首页
学习
活动
专区
圈层
工具
发布
首页
学习
活动
专区
圈层
工具
MCP广场
社区首页 >问答首页 >超微BMC看门狗引起的重靴

超微BMC看门狗引起的重靴
EN

Server Fault用户
提问于 2015-05-31 15:46:46
回答 1查看 16.7K关注 0票数 7

我最近买了一个SuperMicro X10SLL-F主板,它有一个内置的BMC (高速AST2400芯片)。在服务器上运行linux时,我想使用内置的看门狗控制器(gentoo硬化)。

我启用了bios中的看门狗功能,然后将主板跳线从硬重置切换到NMI (看门狗超时操作,以避免重新启动)。关于软-我安装并添加到默认的运行级看门狗程序(sys-app/ configured狗),该程序配置为每10秒就会有一个看门狗设备(/dev/ watchdog,它已经存在)。看门狗超时设置为250秒。

程序显然会看到看门狗硬件(启用openipmi的ipmitool):

代码语言:javascript
运行
复制
# ipmitool mc watchdog get
Watchdog Timer Use:     SMS/OS (0x44)
Watchdog Timer Is:      Started/Running
Watchdog Timer Actions: Hard Reset (0x01)
Pre-timeout interval:   0 seconds
Timer Expiration Flags: 0x10
Initial Countdown:      254 sec
Present Countdown:      253 sec

Freeipmi:

代码语言:javascript
运行
复制
# bmc-watchdog --get
Timer Use:                   SMS/OS
Timer:                       Running
Logging:                     Enabled
Timeout Action:              Hard Reset
Pre-Timeout Interrupt:       None
Pre-Timeout Interval:        0 seconds
Timer Use BIOS FRB2 Flag:    Clear
Timer Use BIOS POST Flag:    Clear
Timer Use BIOS OS Load Flag: Clear
Timer Use BIOS SMS/OS Flag:  Set
Timer Use BIOS OEM Flag:     Clear
Initial Countdown:           254 seconds
Current Countdown:           253 seconds

但是,经过一定的时间后(上面的程序报告了良好的“当前倒计时”值):

代码语言:javascript
运行
复制
[  294.107534] Uhhuh.
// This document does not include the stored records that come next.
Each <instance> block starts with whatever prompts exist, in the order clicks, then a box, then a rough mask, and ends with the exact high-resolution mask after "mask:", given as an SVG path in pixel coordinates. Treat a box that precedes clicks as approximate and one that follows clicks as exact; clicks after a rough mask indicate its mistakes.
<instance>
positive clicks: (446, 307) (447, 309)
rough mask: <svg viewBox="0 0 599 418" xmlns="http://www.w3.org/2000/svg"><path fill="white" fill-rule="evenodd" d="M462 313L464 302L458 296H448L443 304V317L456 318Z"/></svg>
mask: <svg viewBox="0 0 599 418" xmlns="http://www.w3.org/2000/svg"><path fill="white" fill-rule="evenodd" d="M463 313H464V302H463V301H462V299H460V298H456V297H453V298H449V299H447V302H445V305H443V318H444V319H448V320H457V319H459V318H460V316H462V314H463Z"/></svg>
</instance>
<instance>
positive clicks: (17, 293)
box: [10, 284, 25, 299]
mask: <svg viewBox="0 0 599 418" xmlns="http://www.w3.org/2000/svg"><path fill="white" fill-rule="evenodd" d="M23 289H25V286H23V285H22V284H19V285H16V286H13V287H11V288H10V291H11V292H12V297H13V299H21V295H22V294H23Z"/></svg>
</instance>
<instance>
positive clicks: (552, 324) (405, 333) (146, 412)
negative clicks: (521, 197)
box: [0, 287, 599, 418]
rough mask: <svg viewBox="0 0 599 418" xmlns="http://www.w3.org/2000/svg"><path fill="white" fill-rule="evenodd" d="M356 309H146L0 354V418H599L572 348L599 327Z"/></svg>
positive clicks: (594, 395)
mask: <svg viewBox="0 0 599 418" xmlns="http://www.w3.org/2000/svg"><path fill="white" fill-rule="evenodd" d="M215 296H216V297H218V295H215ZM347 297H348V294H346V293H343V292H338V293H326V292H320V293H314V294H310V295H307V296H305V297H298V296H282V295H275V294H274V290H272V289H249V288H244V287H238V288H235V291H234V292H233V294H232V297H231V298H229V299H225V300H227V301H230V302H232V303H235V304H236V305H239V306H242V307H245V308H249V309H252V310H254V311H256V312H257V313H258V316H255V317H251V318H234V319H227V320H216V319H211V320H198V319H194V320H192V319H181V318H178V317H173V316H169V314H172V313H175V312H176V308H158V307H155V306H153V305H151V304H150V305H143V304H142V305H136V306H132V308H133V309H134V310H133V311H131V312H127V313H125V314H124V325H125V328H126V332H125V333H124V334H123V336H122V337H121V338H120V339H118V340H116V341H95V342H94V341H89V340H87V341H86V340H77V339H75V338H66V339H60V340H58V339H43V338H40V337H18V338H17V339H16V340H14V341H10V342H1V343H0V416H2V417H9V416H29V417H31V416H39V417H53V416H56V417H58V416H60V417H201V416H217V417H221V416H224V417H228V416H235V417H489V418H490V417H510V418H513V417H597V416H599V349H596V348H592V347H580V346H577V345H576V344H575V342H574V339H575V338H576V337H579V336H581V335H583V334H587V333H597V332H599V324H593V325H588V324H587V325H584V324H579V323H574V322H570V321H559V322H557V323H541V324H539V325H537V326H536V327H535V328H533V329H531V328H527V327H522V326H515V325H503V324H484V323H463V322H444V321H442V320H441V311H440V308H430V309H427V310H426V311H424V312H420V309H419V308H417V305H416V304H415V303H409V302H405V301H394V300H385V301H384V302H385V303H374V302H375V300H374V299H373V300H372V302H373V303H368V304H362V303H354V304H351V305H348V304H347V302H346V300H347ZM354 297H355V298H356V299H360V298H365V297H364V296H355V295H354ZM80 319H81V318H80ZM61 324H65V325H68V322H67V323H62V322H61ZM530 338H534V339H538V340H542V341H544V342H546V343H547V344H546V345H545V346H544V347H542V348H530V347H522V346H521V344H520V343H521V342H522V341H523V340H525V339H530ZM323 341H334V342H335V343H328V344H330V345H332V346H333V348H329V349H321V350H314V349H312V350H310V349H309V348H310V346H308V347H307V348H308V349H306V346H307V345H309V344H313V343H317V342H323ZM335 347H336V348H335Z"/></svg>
NMI received for unknown reason 21 on CPU 0.
[  294.107998] Do you have a strange power saving mode enabled?
[  294.108437] Dazed and confused, but trying to continue

这是NMI,显然是由看门狗超时引起的。在那台机器硬复位后不到一分钟。

问题在哪里,我该往哪个方向挖?

编辑:与ipmi相关的内核消息:

代码语言:javascript
运行
复制
[    0.353090] ipmi message handler version 39.2
[    0.353353] ipmi device interface
[    0.353623] IPMI System Interface driver.
[    0.353898] ipmi_si: probing via ACPI
[    0.354172] ipmi_si 00:08: [io  0x0ca2] regsize 1 spacing 1 irq 0
[    0.354444] ipmi_si: Adding ACPI-specified kcs state machine
[    0.354790] ipmi_si: probing via SMBIOS
[    0.355051] ipmi_si: SMBIOS: io 0xca2 regsize 1 spacing 1 irq 0
[    0.355317] ipmi_si: Adding SMBIOS-specified kcs state machine duplicate interface
[    0.355836] ipmi_si: probing via SPMI
[    0.356095] ipmi_si: SPMI: io 0xca2 regsize 1 spacing 1 irq 0
[    0.356362] ipmi_si: Adding SPMI-specified kcs state machine duplicate interface
[    0.356906] ipmi_si: Trying ACPI-specified kcs state machine at i/o address 0xca2, slave address 0x0, irq 0
[    0.390536] ipmi_si: The BMC does not support clearing the recv irq bit, compensating, but the BMC needs to be fixed.
[    0.418476] ipmi_si 00:08: Found new BMC (man_id: 0x002a7c, prod_id: 0x0801, dev_id: 0x20)
[    0.419004] ipmi_si 00:08: IPMI kcs interface initialized
[    0.419272] IPMI SSIF Interface driver
[    0.420350] IPMI Watchdog: driver initialized
[    0.420635] Copyright (C) 2004 MontaVista Software - IPMI Powerdown via sys_reboot.
[    0.421444] IPMI poweroff: ATCA Detect mfg 0x2A7C prod 0x801
[    0.421710] IPMI poweroff: Found a chassis style poweroff function

编辑:我尝试使用bmc-看门狗配置"-u 4 -p 2 -a 0 -F -P -L -O -i 300 -e 10“。因此,只使用SMS/OS时间,超时中断设置为NMI,超时操作设置为NMI:

代码语言:javascript
运行
复制
# bmc-watchdog --get
Timer Use:                   SMS/OS
Timer:                       Running
Logging:                     Enabled
Timeout Action:              None
Pre-Timeout Interrupt:       NMI / Diagnostic Interrupt
Pre-Timeout Interval:        0 seconds
Timer Use BIOS FRB2 Flag:    Clear
Timer Use BIOS POST Flag:    Clear
Timer Use BIOS OS Load Flag: Clear
Timer Use BIOS SMS/OS Flag:  Set
Timer Use BIOS OEM Flag:     Clear
Initial Countdown:           300 seconds
Current Countdown:           290 seconds

但这并没有带来任何改变。

编辑。同样,当我用回显\0x00回显/dev/看门狗的方式触发看门狗计时器时,然后保持它不动--在默认的10秒超时之后,系统被正确地重新引导。因此,看门狗可以正常工作,但从启动系统重新启动到350秒。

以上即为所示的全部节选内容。